Panasonic has developed a hair-washing robot that uses 16 electronically controlled fingers to give a perfect wash and rinse, the company said Friday.
The robot, images of which were distributed by Panasonic, appears to be about the size of a washing machine. Users sit in a reclining chair and lean back to place their head in the machine’s open top.
Two robot arms guide the 16 fingers, which have the same dexterity as human fingers, the company claimed. Sensors scan the person’s head to measure its shape and assure that just the right amount of pressure is applied when washing and rinsing, Panasonic said.
The machine also remembers each person’s head shape and preferred massage course so a repeat wash and rinse is as good as the first.
The robot was developed to assist caregivers in hospitals and health-care facilities and is the product of a Panasonic program that is developing robotic technology for health care and welfare services.

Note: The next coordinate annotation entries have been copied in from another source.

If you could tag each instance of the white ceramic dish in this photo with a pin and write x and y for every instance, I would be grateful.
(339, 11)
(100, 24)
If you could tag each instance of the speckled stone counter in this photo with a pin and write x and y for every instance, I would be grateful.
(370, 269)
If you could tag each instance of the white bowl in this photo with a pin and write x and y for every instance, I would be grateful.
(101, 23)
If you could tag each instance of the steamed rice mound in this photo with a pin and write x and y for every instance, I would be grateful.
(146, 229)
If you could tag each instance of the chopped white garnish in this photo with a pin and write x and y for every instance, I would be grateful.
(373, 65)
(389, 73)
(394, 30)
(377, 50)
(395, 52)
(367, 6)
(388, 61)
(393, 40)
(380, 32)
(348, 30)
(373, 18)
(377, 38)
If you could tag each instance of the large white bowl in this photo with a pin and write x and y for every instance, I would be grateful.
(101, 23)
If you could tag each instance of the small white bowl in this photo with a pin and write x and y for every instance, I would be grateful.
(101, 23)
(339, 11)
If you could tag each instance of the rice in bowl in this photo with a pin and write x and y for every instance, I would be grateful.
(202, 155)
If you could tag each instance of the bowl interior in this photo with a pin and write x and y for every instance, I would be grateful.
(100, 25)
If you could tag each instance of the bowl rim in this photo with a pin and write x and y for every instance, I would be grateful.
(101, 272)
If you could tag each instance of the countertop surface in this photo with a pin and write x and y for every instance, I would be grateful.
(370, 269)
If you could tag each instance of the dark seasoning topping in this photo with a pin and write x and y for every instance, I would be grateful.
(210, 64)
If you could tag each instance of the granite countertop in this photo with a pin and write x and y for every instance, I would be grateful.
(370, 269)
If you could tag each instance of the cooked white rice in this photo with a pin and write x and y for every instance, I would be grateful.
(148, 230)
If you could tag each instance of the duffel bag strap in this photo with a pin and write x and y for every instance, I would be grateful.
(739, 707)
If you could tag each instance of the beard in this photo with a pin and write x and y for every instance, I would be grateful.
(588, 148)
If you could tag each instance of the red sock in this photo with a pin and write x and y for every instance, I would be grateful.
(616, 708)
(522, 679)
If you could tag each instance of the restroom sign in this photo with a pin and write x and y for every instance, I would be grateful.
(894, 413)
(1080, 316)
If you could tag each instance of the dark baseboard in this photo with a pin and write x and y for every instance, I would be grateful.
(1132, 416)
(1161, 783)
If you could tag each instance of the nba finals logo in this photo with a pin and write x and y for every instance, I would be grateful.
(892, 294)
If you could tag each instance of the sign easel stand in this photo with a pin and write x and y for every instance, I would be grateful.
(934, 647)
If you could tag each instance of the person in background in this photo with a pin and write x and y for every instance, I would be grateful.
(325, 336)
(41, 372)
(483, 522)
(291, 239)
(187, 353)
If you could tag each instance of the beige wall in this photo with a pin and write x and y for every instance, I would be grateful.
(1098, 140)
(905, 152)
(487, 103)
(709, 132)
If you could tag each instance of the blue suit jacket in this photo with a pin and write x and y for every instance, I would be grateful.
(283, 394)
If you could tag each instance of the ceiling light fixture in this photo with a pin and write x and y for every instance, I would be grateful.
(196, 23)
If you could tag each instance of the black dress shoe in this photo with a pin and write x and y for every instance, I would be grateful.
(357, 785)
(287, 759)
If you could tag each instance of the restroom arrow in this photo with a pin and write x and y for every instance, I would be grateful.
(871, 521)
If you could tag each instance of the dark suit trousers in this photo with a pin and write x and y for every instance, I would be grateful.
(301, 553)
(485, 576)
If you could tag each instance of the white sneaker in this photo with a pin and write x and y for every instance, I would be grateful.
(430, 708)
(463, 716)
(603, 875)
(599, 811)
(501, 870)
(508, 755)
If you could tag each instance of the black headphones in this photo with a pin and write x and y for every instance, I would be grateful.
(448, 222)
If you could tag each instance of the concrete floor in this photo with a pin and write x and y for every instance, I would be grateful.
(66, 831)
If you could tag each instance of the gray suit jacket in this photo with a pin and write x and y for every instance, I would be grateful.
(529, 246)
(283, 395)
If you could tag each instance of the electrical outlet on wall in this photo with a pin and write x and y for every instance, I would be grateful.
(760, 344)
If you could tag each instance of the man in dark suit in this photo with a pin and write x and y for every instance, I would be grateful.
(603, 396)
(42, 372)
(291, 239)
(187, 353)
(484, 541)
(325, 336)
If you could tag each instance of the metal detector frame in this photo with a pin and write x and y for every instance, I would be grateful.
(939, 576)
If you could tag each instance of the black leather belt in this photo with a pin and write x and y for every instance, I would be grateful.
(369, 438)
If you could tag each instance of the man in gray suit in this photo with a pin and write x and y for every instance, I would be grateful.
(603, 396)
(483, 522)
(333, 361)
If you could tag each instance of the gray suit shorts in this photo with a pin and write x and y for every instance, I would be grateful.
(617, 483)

The prototype will be unveiled in Tokyo next week at the International Home Care & Rehabilitation Exhibition, which runs from Sept. 29 to Oct. 1.
At the same event last year Panasonic showed off a prototype of a robotic bed that morphed into a wheelchair. It worked in the opposite way that some airline seats convert into flat beds and the prototype on show last year looked very much like an aircraft seat. (It can be seen in action in this video.)
An updated version of the bed will also be unveiled at the event this year.
The latest model appears less bulky than last year’s prototype. Panasonic said it has reduced the number of motors and modified components to make the docking and undocking of the wheelchair from the bed a much smoother operation.
Panasonic said the robots are designed to provide a more comfortable life for the elderly and people with limited mobility while reducing the burden on caregivers.
While not well known for its robotic technology, Panasonic is hoping to build its research into a US$1.2 billion business by 2015. The company has a robotics lab at its research laboratory in Osaka and has developed a handful of prototype robots in addition to the bed.
They include a porter robot that can be used to assist workers in pulling heavy objects like medical carts and a robot that can assist with serving food and washing dishes. (See this video for shots of these robots at work.)
Panasonic hasn’t provided a launch date for any of the robots. An obstacle to their commercialization likes in the lack of safety standards and liability laws concerning robots that interact with humans. Clarification is needed on such issues before the robots could become products, but guidelines could be published in Japan as early as 2012.